Arthromitus

Scientific classification (Candidatus)
- Domain: Bacteria
- Phylum: Bacillota
- Class: Clostridia
- Order: incertae sedis
- Family: incertae sedis
- Genus: "Ca. Arthromitus" Leidy 1849
- Type species: "Arthromitus cristatus" Leidy 1849
- Species: "A. batrachorum"; "A. chasei"; "A. cristatus"; "A. intestinalis"; "A. reticulitermitidis"; "A. zootermopsidis";
- Synonyms: "Ca. Arthromitus" Snel et al. 1995; "Entomitus" Grassé 1924; "Ca. Neoarthromitus" corrig. Snel et al. 1995;

= Arthromitus =

Species of bacterium

Candidatus Arthromitus is a group of morphologically distinct filamentous bacteria found almost exclusively in terrestrial arthropods. They were first discovered in the guts of insects by Joseph Leidy. Despite their morphological similarity to the genus Anisomitus or segmented filamentous bacteria, they form a distinct lineage within the Lachnospiraceae.

==History==
References to Arthromitus date back to 1849, when they were first observed by renowned physician and naturalist Joseph Leidy, who named the organisms Arthromitus (from Greek Arthro-, joint + mitos, thread). The filamentous morphology of the original Arthromitus was thought to be so unique that similar filaments observed in the vertebrate guts were erroneously placed under the division Candidatus Arthromitus. However, 16S rRNA-based phylogeny revealed the Arthromitus filaments, first observed by Leidy in arthropod guts, to belong to a group within the Lachnospiraceae, making them quite distant from previously observed filamentous organisms from vertebrate guts. These isomorphic bacteria from vertebrates were provisionally named Candidatus Savagella and later validly published as the genus Anisomitus. A poorly designed set of experiments aimed at isolating Arthromitus from termite guts led to the conclusion that Arthromitus is in fact a growth stage of Bacillus cereus. This mistaken finding was later disproved when the true identity of Arthromitus was confirmed.

==Distribution==
Members belonging to Candidatus Arthromitus, have been observed in many arthropods including millipedes, beetle larvae, cockroaches and termites, as filamentous bacterial forms associated often with the gut wall.

==Morphology==
As the name suggests, arthromiti have clearly identifiable, sometimes multiple segmented filamentous forms in an insect host, the existence of non-filamentous forms/stages however, cannot be ruled out.
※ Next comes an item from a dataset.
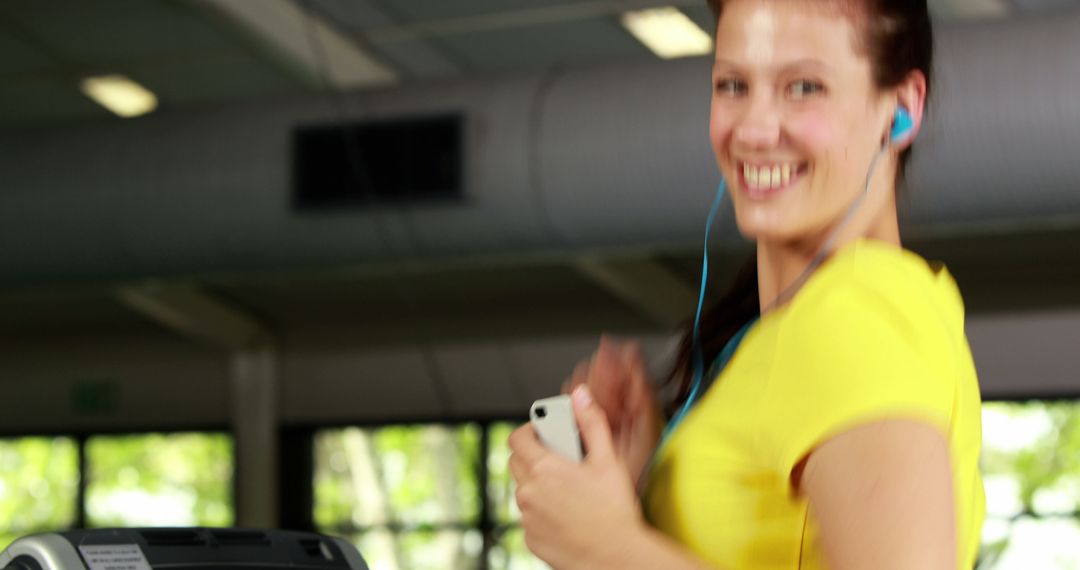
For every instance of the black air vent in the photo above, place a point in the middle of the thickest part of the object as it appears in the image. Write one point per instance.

They are often found to be associated with other epibionts but the nature of this association is still unknown.

==Taxonomy==
The 16S rRNA gene sequences of picked arthromitus filaments shows them to form a diverse but closely related group of arthropod-derived sequences within the Lachnospiraceae. The cluster lies close to Clostridium piliforme. Although members of Candidatus Arthromitus share morphological traits with members of the genus Anisomitus, they are quite phylogenetically distant and their filamentous morphology may be just an example of convergent evolution.